Officials shut down surrounding roads for several hours, slowing traffic through the region. The roads were reopened by Tuesday night, and a spokeswoman for the State Highway Administration said the morning commute should not be affected.
Michael “Vincent” Brown, the operations manager at a business near the crash site, was sitting in his office at about 2 p.m. Tuesday when it began to “rumble and shake.”
“I screamed at my employees, ‘Everyone get in their cars and get out of here now,’ ” Brown said. “We were on Lake Drive, and I asked if everyone was there, and as soon as I said that, the train blew up. It blew me against my car.”

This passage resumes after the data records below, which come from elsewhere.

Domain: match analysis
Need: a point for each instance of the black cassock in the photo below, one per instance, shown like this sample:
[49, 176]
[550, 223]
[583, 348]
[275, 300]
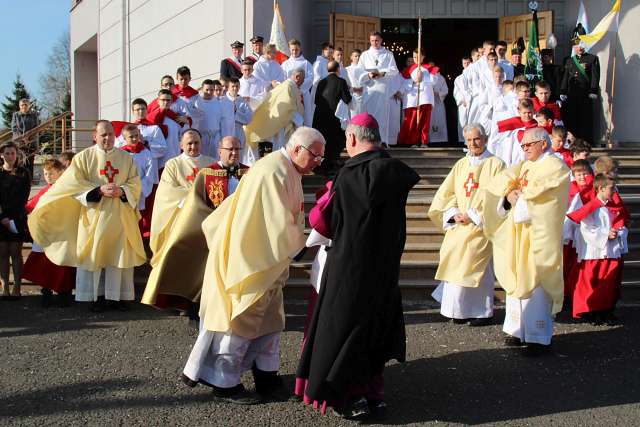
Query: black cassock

The two workers aboard the two-locomotive, 45-car train – the engineer and a conductor – were not seriously injured, a spokesman for CSX Corp. said. The spokesman, Gary Sease, said “about a dozen cars” appeared to be involved.
County officials said two rail cars that were carrying chemicals used to make plastic caught fire. Sease said at least one car that might have been involved in the derailment contained sodium chlorate, classified by the U.S. Department of Transportation as a hazardous material.
The crash occurred near an industrial section of Rosedale. Authorities did not order evacuations, but asked residents in 70 homes to the west of the crash site to leave their homes voluntarily and provided rides to shelters, Fire Chief John J. Hohman said.
Sease said four of the cars potentially involved contained terephthalic acid, which is used in the production of plastics. It is not listed by the Department of Transportation as a hazardous material. Sease said another car might have contained traces of the hazardous material fluorosilicic acid.